Sportdaq was the web-based sister game to the BBC's Celebdaq. Sportdaq started during August 2004. Players buy and sell shares in sport stars using £10,000 of virtual cash that they are given to play with. Each week players of the game are given dividends for the shares they own based on how much press coverage the sport stars they hold shares in got that week in a number of London-based daily newspaper sport sections, web sites and BBC Radio 5 Live news reports. Additionally, money can be made throughout the week by correctly predicting the outcome of selected sporting events, known as Win Bonuses paid at £1 per share held at the win bonus deadline. Sportdaq and its sister website Celebdaq were both closed on 26 February 2010, as part of a series of cuts to the BBC's online services.

Relaunch

In 2021 the creator of the new CelebDAQ announced plans to recreate SportDAQ with similar ideas to the original.

==Weekly events==
- Millionaires Day - Saturday
  Everyone who has a portfolio worth over £2 million gets 'kneecapped'. Sport stars are listed and sometimes delisted according to a traders vote.

- Top Trader - Tuesday
  The person who has made the most profit in percentage terms in accordance with the rules during the last 7 days.

- Dividend Thursday
  The dividends earned during the previous 2 days are handed out after midnight UK time.

==Kneecapping and status symbols==
When a player accumulates over £2 million, all of his or her money and shares are taken away and replaced with a fresh £10,000. This prevents people from controlling the market when they acquire large amounts of cash.
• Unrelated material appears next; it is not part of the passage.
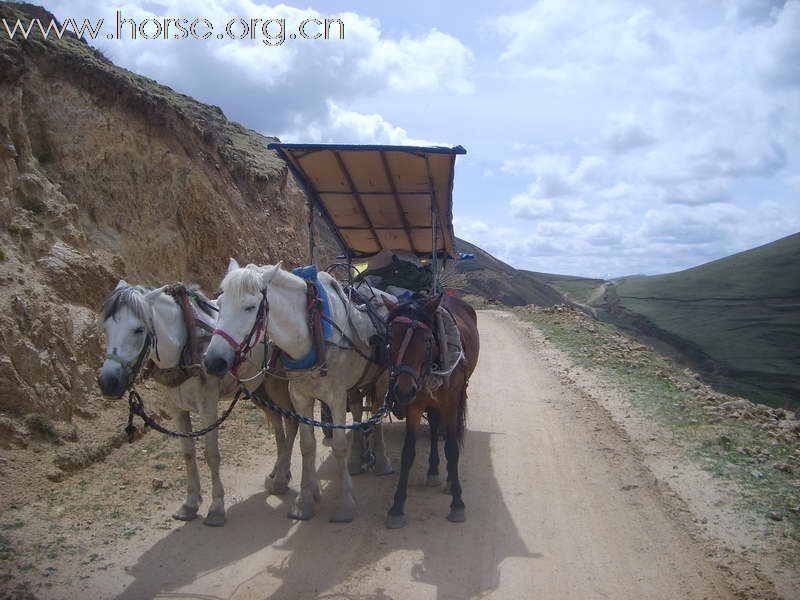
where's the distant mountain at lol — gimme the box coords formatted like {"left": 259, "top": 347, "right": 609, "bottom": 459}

As compensation they are given status symbols to replace the number of millions they had.
- £1 million: fat wad of cash
- £5 million: sexy car
- £10 million: luxury yacht
- £25 million: very big house in the country
- £50 million: executive jet
- £100 million: exotic island
- £500 million: crown of a minor nation state
- £1 billion: you become Roman Abramovich (the only difference to Celebdaq with regard to status symbols)

The first player to break the £1 billion mark and win a Roman Abramovich icon did so in February 2007.